I’m sorry if I made it sound like this was some kind of story, of how I was plucked from obscurity thanks to a chance meeting with the head of the company and hand-picked for greatness. I mean, I did point him in the direction of the men’s room when he visited our offices later in the day, but that’s about the extent of our interaction. He seemed like a nice enough guy, and I’m cautiously optimistic about what he shared of his business philosophy and future plans, but that’s about it.

That was…right, Friday. That night we went out to dinner. It was okay, although I think my scallops were a little gritty. That’s neither here nor there, but if you came here for there or here, you likely came to the wrong place.

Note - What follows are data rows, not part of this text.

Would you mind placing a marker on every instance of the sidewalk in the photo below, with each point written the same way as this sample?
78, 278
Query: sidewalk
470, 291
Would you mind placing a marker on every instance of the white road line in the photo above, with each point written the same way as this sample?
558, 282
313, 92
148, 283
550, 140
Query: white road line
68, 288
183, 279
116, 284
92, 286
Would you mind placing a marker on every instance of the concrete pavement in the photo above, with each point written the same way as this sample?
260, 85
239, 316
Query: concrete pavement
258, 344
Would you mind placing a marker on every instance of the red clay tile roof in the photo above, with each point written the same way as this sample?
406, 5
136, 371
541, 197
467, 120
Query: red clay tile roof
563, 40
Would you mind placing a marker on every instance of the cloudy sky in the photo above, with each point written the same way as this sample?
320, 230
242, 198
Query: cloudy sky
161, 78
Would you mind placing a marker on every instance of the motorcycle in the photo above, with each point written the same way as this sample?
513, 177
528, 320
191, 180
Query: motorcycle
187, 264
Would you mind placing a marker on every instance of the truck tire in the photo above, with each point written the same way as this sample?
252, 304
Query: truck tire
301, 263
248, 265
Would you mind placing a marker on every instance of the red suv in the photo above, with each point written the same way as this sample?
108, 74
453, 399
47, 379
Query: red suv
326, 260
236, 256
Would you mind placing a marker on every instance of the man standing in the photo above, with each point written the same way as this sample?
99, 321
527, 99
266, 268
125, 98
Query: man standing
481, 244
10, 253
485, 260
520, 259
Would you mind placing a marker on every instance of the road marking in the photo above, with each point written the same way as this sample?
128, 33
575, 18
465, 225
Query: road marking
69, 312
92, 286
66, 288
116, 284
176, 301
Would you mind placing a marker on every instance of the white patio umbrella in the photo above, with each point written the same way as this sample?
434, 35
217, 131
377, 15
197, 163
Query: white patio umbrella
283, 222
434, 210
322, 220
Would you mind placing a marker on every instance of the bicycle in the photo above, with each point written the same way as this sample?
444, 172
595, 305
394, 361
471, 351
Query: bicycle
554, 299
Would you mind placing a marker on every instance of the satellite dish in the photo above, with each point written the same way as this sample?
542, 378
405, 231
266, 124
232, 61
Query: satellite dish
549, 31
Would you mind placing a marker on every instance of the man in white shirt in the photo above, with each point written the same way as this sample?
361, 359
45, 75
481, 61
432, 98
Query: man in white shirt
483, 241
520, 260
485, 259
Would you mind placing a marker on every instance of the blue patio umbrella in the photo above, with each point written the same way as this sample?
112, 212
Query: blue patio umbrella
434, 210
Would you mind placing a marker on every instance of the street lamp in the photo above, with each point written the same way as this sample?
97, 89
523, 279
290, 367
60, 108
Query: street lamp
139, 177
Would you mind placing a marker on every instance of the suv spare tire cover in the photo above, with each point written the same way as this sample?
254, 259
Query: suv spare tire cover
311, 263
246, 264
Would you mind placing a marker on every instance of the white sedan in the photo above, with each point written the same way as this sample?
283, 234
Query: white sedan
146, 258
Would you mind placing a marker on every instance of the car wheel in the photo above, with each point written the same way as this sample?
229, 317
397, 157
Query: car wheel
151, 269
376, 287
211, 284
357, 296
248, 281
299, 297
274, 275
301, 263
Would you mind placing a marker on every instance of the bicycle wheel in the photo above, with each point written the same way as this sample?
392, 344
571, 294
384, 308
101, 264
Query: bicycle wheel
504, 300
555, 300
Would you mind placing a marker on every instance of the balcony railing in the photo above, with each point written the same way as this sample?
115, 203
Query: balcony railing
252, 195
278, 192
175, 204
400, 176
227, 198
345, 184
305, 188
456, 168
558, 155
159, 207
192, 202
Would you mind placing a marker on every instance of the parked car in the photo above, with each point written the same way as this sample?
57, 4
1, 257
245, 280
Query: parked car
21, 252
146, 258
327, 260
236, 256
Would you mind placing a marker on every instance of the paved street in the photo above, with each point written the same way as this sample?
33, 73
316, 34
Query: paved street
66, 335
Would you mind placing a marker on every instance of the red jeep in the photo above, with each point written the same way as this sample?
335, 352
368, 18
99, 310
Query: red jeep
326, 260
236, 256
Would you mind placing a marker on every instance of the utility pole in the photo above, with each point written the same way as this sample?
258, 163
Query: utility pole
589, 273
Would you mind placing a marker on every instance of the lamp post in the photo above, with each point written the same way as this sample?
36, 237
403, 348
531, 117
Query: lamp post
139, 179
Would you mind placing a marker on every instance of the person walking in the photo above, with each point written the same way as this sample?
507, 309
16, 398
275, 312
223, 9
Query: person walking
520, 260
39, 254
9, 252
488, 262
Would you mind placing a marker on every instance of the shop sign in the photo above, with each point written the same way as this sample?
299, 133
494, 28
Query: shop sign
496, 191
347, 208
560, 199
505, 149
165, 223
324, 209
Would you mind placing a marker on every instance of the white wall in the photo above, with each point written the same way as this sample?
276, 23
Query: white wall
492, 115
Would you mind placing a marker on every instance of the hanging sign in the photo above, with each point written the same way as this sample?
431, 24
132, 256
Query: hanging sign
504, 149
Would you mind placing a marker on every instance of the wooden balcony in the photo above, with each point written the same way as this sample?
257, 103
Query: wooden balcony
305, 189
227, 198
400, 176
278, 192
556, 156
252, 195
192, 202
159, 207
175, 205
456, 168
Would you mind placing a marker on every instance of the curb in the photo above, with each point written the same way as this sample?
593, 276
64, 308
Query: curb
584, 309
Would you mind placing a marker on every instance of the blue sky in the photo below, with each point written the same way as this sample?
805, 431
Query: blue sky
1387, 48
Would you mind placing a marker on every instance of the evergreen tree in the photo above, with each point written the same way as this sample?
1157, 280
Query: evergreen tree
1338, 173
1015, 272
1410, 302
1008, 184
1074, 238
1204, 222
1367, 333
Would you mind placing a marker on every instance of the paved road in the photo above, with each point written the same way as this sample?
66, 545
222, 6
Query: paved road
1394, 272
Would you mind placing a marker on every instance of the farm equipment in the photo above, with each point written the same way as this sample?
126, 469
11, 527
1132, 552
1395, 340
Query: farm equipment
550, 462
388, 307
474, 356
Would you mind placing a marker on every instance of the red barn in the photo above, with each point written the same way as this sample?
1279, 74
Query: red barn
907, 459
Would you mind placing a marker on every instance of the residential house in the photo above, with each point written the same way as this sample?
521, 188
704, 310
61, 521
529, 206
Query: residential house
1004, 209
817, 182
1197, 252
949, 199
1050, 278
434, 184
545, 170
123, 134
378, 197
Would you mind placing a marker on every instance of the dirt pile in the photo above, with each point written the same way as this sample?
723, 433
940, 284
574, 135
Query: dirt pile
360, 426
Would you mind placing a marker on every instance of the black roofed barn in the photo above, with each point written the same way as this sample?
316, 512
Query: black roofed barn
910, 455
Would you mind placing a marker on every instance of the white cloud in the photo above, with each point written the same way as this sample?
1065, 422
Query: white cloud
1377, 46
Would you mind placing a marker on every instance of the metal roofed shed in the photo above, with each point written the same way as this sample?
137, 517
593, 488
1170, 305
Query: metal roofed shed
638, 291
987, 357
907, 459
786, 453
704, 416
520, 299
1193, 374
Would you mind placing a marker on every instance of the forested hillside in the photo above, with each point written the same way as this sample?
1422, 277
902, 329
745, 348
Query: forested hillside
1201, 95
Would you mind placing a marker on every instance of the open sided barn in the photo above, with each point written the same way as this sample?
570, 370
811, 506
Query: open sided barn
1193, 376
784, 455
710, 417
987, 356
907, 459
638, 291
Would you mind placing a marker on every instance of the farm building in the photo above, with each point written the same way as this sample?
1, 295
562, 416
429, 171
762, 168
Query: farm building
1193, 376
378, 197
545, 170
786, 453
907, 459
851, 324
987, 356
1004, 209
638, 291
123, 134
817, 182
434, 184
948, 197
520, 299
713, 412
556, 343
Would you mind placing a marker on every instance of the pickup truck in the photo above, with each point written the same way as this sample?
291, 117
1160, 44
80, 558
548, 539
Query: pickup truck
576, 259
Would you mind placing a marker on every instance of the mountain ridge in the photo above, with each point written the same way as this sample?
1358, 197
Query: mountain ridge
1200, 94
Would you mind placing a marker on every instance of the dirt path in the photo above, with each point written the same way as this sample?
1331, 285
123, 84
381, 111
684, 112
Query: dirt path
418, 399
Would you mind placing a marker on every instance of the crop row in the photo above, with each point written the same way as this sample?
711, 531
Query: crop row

Last night I watched Rear Window, which I’d never seen before. It’s good, although maybe a little strange and gimmicky even by Hitchcock standards. It’s surprisingly entertaining, given how slow the real suspense is to arrive, but it’s quite entertaining nevertheless.

And today, I had no writing group, just the crossword puzzle. I grumbled a little on Twitter about how surprisingly difficult that turned out to be, and I can’t say it was a particularly thrilling puzzle all on its own.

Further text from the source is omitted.